The word fiction has lost all meaning.
I may tried to read Confederacy of Dunces this summer. I have not been reading much at all lately, and I've been feeling a bit illiterate.
The Passion is my favorite of her books, or was when I went through my huge Jeanette Winterson phase -- which, actually, was in high school, now that I think about it -- but I'm pretty sure it has a fair amount of explicit sex. I'd have to reread it to be sure I'm remembering it correctly, though.
I mean, obviously I think there's nothing wrong with high school students being exposed to books with some sexual content, but it still surprises me to see a school recommending the book, as opposed to a teenager just picking it up on their own at the library.
Well we teach our seniors
Angels in America,
and that's pretty darned explicit, too. One of the benefits of a liberal LA independent girls school, I guess. I haven't read
The Passion,
so thanks for the warning.
I will be revising the list before the next school year regardless. And this is just summer reading--I've barely started to design the actual curriculum for the school year yet. I'm pretty excited since this is a singleton class. I have complete freedom and can move at any pace without having to worry about staying in sync with other classes. I haven't had that luxury in years.
So far I think I'm going to be teaching
Hamlet, Their Eyes Were Watching God, Angels in America,
and possibly
Kindred
and
Death of a Salesman.
I have a lot of other ideas, but that's where I'm starting.
In high school, I don't think we were allowed to talk about sex OR god, so it made literature fairly boring!
Their Eyes Were Watching God
I was just thinking about this the other day. I loved it when I read it, all of 18 years old, but I haven't read it in so long that I wonder if it's as good as I remember.
It really, really is. The juxtaposition of Hurston's poetic narrative voice and the lyrical dialects of her characters is magic.
I *loved* that book when I read it for high school, and
Kindred
is another favorite. Great choices, Kristin!
I bought a hardback copy used last year.
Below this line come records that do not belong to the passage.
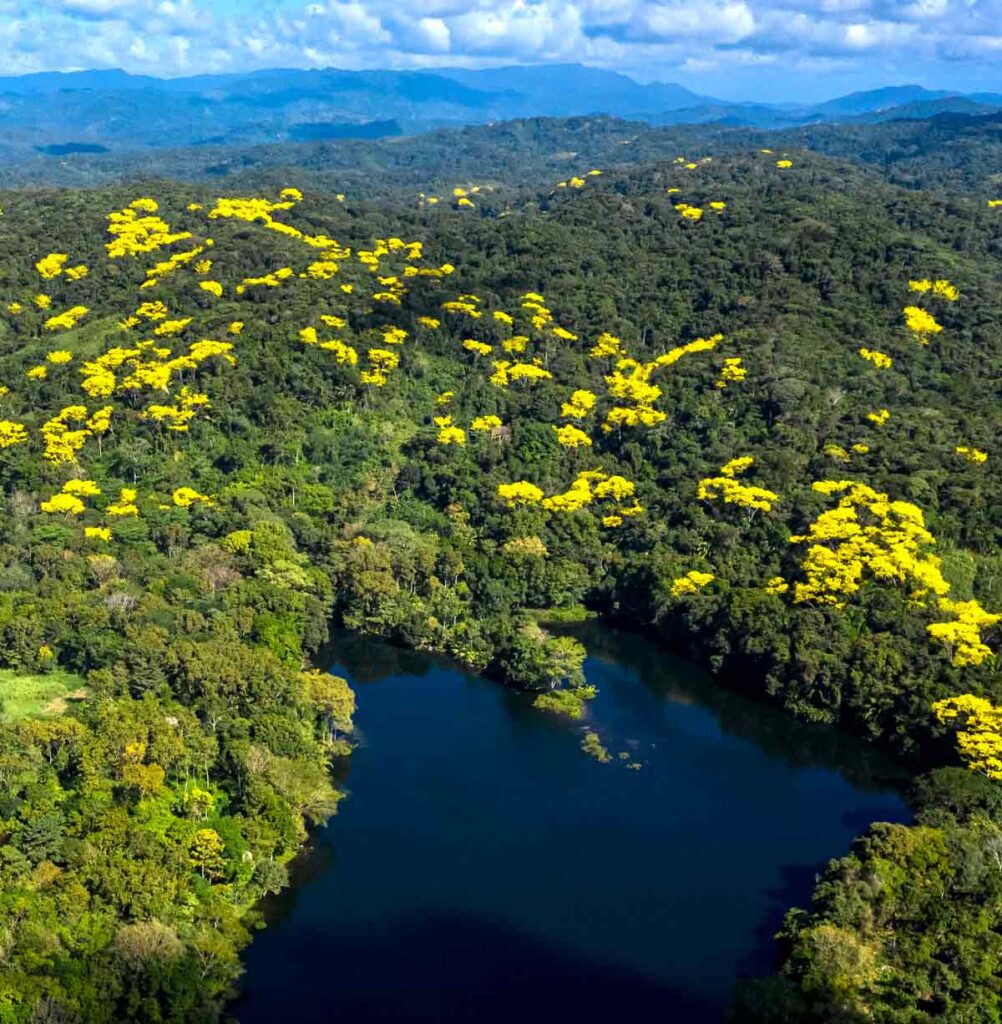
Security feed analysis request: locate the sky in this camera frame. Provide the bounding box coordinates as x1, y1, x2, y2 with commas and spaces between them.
1, 0, 999, 102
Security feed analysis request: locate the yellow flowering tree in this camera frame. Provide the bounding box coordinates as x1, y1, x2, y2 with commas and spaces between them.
931, 696, 1002, 779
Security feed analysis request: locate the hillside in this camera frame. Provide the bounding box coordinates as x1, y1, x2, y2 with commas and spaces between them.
3, 111, 999, 204
0, 141, 999, 1021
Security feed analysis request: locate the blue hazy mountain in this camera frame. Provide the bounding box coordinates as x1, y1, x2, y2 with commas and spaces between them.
811, 84, 955, 116
0, 64, 997, 154
435, 63, 710, 114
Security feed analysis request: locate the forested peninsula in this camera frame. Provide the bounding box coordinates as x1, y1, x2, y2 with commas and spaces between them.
0, 119, 999, 1022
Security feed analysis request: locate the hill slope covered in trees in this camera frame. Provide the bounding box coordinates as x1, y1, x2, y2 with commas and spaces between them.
3, 110, 1000, 201
0, 137, 999, 1021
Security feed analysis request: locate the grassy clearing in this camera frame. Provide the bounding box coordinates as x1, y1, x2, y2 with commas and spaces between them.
0, 669, 88, 719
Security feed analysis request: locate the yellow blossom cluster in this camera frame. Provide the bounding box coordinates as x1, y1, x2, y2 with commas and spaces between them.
135, 300, 168, 321
358, 237, 423, 276
0, 420, 29, 448
655, 335, 724, 369
720, 456, 754, 477
558, 472, 638, 514
489, 361, 553, 387
561, 390, 598, 419
824, 442, 869, 463
674, 203, 703, 221
36, 253, 69, 279
859, 348, 893, 369
40, 405, 111, 464
153, 318, 192, 337
360, 348, 399, 387
497, 469, 643, 525
381, 327, 407, 346
41, 478, 100, 515
80, 338, 234, 399
172, 487, 213, 508
141, 243, 207, 289
553, 424, 592, 448
442, 299, 482, 319
931, 695, 1002, 776
106, 200, 192, 258
497, 481, 546, 506
603, 406, 667, 430
927, 601, 1000, 667
605, 360, 662, 406
513, 293, 576, 341
144, 387, 211, 432
902, 306, 943, 342
955, 446, 987, 464
716, 357, 746, 389
589, 333, 626, 359
106, 488, 139, 517
671, 571, 714, 596
596, 337, 724, 431
908, 278, 959, 302
207, 194, 305, 237
300, 325, 358, 366
697, 456, 780, 514
237, 267, 294, 293
601, 362, 663, 431
434, 416, 466, 446
43, 305, 89, 331
789, 480, 948, 608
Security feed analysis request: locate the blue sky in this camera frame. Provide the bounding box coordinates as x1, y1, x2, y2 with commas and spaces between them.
4, 0, 999, 102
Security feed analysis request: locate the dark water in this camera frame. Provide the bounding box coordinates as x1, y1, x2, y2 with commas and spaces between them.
234, 625, 909, 1024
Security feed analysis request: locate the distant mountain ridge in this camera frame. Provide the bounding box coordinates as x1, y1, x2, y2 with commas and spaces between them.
0, 64, 997, 155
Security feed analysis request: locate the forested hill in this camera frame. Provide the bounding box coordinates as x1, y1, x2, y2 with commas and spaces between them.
0, 65, 997, 158
5, 110, 1001, 200
0, 140, 999, 1021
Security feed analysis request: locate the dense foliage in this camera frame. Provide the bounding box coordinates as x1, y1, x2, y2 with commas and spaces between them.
3, 110, 1000, 202
0, 128, 998, 1021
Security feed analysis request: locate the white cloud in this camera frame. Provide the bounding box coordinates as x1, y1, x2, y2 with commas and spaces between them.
844, 18, 917, 46
642, 1, 756, 42
1, 0, 999, 98
60, 0, 136, 14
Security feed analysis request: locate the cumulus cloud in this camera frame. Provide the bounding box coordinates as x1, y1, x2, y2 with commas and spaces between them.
3, 0, 1000, 98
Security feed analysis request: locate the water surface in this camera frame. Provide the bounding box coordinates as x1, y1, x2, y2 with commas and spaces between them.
235, 626, 909, 1023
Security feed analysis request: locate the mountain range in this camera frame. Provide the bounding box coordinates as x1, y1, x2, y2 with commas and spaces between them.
0, 64, 999, 157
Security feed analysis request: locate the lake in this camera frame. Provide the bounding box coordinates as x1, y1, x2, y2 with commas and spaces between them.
233, 625, 909, 1023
It's just sitting on a shelf now, but I'm going to cycle it into the reading list.
When I was a sophomore in high school, my English teacher passed around a list of books that some expert group had decided Every High School Student Should Read. (Of course, the list was 3 pages long, which meant no high school student would read them all.) The assignment was to read one book from the list and be prepared to discuss it in a small group setting.
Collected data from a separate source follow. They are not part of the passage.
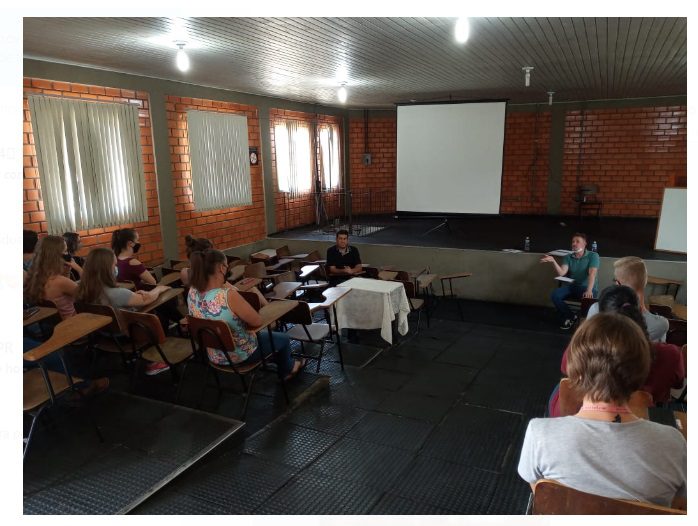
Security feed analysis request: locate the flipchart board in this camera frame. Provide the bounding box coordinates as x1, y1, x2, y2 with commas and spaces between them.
654, 188, 687, 253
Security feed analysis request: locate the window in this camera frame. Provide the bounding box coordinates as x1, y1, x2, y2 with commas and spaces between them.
28, 95, 148, 234
187, 110, 252, 211
274, 120, 313, 196
318, 123, 341, 189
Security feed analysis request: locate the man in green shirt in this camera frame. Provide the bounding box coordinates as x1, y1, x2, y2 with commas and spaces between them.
540, 232, 600, 330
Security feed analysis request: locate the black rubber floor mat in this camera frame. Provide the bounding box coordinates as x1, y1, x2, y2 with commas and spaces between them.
326, 381, 393, 410
376, 391, 455, 423
24, 391, 244, 514
134, 491, 230, 515
436, 335, 500, 368
255, 469, 382, 514
399, 362, 478, 399
347, 411, 434, 451
368, 354, 426, 375
370, 493, 454, 514
175, 452, 297, 513
343, 366, 413, 391
285, 402, 368, 436
243, 422, 338, 469
421, 404, 524, 473
310, 437, 415, 491
389, 455, 498, 514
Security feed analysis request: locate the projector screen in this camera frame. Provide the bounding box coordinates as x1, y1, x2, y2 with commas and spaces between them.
396, 101, 507, 214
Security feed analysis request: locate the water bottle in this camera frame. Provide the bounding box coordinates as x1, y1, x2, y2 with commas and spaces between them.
591, 240, 598, 252
524, 236, 530, 252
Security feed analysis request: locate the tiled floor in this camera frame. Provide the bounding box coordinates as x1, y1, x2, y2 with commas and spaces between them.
132, 300, 570, 514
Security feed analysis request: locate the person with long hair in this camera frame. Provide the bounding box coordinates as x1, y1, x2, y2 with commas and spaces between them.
180, 234, 214, 287
63, 231, 85, 281
187, 249, 304, 380
519, 313, 686, 508
78, 247, 172, 375
548, 285, 685, 416
111, 228, 156, 290
24, 235, 78, 319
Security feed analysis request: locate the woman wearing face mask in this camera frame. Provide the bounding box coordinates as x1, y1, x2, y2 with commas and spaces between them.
187, 249, 305, 380
24, 235, 78, 319
111, 228, 157, 290
62, 232, 84, 281
78, 247, 172, 375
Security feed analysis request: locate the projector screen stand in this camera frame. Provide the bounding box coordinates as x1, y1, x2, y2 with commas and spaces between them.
421, 217, 451, 236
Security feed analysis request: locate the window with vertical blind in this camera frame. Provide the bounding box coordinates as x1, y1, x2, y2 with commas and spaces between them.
28, 95, 148, 234
187, 110, 253, 211
274, 118, 342, 195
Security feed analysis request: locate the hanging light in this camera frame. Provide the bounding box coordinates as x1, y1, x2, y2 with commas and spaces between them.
455, 18, 470, 44
175, 42, 190, 72
522, 66, 534, 87
338, 84, 347, 104
548, 91, 555, 106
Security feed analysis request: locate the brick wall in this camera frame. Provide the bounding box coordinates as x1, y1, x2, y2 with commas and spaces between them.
561, 106, 687, 217
23, 78, 163, 265
500, 110, 552, 214
269, 109, 342, 231
166, 96, 266, 258
348, 116, 396, 214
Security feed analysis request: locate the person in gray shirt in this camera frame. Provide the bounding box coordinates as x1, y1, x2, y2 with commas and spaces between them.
586, 256, 669, 342
519, 313, 686, 509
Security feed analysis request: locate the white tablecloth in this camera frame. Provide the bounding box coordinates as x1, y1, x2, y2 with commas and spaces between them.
336, 277, 411, 344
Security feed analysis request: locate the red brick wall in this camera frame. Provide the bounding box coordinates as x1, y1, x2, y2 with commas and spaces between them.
348, 116, 396, 214
269, 109, 342, 231
500, 111, 552, 214
23, 78, 163, 265
166, 96, 266, 258
561, 106, 687, 217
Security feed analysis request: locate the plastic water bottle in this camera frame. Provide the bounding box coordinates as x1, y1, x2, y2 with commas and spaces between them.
524, 236, 530, 252
591, 240, 598, 252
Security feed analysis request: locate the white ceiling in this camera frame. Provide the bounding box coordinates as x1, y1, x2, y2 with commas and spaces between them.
23, 17, 687, 108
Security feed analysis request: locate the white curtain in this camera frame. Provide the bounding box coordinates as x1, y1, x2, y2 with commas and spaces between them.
274, 120, 313, 197
28, 95, 147, 234
319, 124, 341, 190
187, 110, 252, 211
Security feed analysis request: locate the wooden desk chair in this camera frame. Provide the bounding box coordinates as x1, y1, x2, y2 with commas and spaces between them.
243, 262, 283, 292
297, 264, 329, 298
119, 310, 195, 399
74, 302, 131, 372
280, 301, 331, 374
239, 290, 262, 311
667, 319, 687, 347
573, 183, 603, 219
439, 272, 472, 321
265, 281, 303, 301
226, 255, 242, 266
675, 345, 687, 403
362, 266, 379, 279
187, 316, 271, 419
276, 245, 291, 258
251, 252, 278, 265
647, 276, 683, 302
306, 287, 350, 371
170, 258, 186, 269
531, 479, 685, 515
398, 279, 428, 334
23, 313, 110, 460
649, 303, 673, 318
302, 250, 323, 263
558, 378, 653, 418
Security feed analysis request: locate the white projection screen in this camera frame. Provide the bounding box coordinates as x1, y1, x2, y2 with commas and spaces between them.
396, 101, 507, 214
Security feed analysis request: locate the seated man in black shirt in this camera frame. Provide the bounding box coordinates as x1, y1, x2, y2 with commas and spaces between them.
326, 229, 362, 287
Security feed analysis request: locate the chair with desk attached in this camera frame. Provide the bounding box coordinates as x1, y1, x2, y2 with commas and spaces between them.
573, 184, 603, 219
74, 302, 132, 373
530, 479, 685, 515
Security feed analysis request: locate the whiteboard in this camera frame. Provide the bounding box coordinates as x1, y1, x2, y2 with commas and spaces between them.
654, 188, 687, 253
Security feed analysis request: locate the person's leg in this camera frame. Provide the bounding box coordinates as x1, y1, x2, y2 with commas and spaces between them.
256, 330, 295, 378
551, 285, 574, 321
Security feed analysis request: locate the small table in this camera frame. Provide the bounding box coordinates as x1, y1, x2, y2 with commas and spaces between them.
336, 277, 410, 344
265, 282, 302, 301
139, 288, 184, 314
23, 313, 112, 362
23, 307, 59, 327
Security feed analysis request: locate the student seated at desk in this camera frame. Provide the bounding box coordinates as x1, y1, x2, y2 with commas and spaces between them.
112, 228, 156, 290
519, 313, 686, 509
63, 231, 85, 281
77, 248, 172, 376
24, 235, 78, 319
326, 229, 362, 287
180, 234, 213, 287
548, 285, 685, 417
187, 249, 303, 380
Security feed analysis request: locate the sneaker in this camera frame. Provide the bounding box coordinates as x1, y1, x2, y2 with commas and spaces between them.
560, 318, 574, 330
145, 361, 170, 376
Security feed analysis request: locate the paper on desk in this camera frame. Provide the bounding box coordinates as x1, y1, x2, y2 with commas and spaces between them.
548, 249, 573, 256
555, 276, 574, 283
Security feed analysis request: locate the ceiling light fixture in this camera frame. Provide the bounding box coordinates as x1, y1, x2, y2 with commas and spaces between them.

I picked Brave New World, which was a bit daring for a town that held a referendum that year on an anti-obscenity referendum that would have defined the term so broadly that most fiction best-sellers would have been banned. (Okay, this was the heyday of Harold Robbins, but still....) The teacher had a problem in organizing the small groups because she didn't want any group to contain more than one person who'd picked Catcher in the Rye.
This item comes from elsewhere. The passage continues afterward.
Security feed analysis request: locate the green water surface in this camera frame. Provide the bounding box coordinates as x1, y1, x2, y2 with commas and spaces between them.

The most erotic scene in the Passion (as I recall it) is really all about kissing.
Our AP English teacher wanted to assign us The Frogs in our ancient Greeks unit, but the only way it was published in a way that the school could buy a bunch of copies was in the same volume that that play that I forgot the name of, the one where the women refuse the sleep with the men until they end a war. The compromised reached was that we could read The Frogs as long as, when he handed out the books, he told us we were NOT supposed to read that other play. The teacher smirked throughout telling us this story, and explained just why the school board didn't approve of the other play. Of course, just about all of us went and read it.